Del "Grande Centro", comunque, non si parla più. Era la nuova prospettiva politica a cui avevano pensato Rocco Cattaneo, allora presidente del Plrt, e il senatore ppd Filippo Lombardi che ha coordinato il partito sino alla nomina di Fiorenzo Dadò alla presidenza. Appena qualche anno fa sembrava la strada giusta per far uscire il Ticino dalle secche del populismo, fuori da quel recinto protezionistico e identitario in cui è rimasto bloccato negli ultimi anni. "Di questa alleanza con il Plrt, se n’è parlato tanto che alla fine non si è concretizzato nulla. Segno che i tempi non erano maturi - nota Agustoni -. Né va dimenticato che nei Comuni la diversa identità dei due partiti è vissuta ancora in modo molto intenso e su alcuni temi ci sono sensibilità differenti.

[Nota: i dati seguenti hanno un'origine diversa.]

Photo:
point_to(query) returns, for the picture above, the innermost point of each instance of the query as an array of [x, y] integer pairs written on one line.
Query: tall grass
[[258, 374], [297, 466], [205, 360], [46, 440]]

Meglio continuare a confrontarsi e collaborare su problemi specifici, mantenendo ognuno il proprio profilo politico e la propria autonomia".
Nella situazione attuale non ci sono le premesse per pensare ad un’alleanza organica col Ppd, sottolinea Farinelli: "Le cose in politica possono, però, cambiare rapidamente, non escludo niente. Magari si potrà riprendere questo discorso, lavorando coi Ppd, come con altri partiti, su temi precisi. Ovviamente, col Ppd ci sono maggiori affinità e le vecchie contrapposizioni storiche sembrano ormai superate. Ma per ora bisogna recuperare un po’ di serenità". Anche Agustoni lascia una porta aperta: "Se le cose dovessero cambiare, se si dovesse registrare un’ulteriore crescita politica delle forze estreme, allora bisognerebbe ragionare di nuovo sull’ipotesi di un grande centro".